Business context: Recorded exam review at scale creates a signal-to-noise problem. Reviewers can’t watch thousands of hours manually, and AI flags alone aren’t sufficient for decisions with real consequences.
What I led: I designed an evidence-first, triage-based workstation that ranks sessions by risk, surfaces contextual proof, and keeps human judgment firmly in the loop — a human-in-the-loop design pattern for agentic AI operating under high-stakes constraints.

AI flags without context increase risk and reviewer fatigue.
Moving from live proctoring to recorded review shifts the bottleneck: reviewers need to find brief infractions quickly, but raw AI flags can be noisy and can introduce automation bias if presented without supporting evidence.
Owned the review experience and partnered with AI/ML and investigation teams.

High-stakes adjudication, auditability, and automation-bias risk.
Triage first, evidence always, and structured decisions.
I structured the workflow around triage-helping reviewers spend attention where it matters most-then built an evidence model that makes each flag inspectable and comparable. The UI supports fast review without turning the human into a rubber stamp.

Design for adjudication: proof packaging and confidence handoffs.

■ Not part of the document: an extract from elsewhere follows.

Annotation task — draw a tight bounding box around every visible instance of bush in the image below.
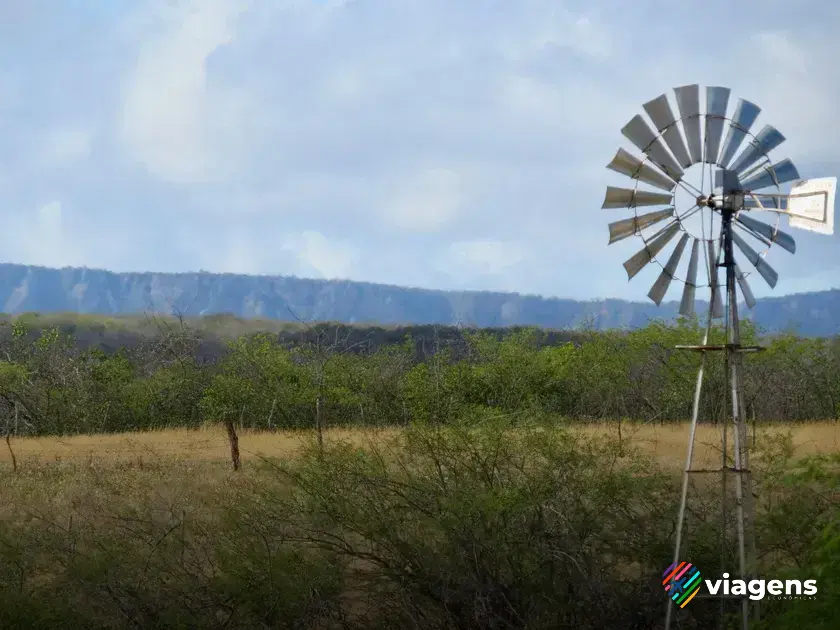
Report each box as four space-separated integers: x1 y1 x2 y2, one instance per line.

Higher throughput with stronger agreement and clearer decisions.
The workstation improved review throughput versus live proctoring while supporting consistent decisions and strong agreement between reviewers and investigators.
See the Outcomes panel for the throughput and agreement metrics tracked.
In agentic AI systems, the design contract is explainability — not the model.
The senior design work is making complex signals usable and fair: clear evidence, defensible decisions, and a workflow that respects human judgment.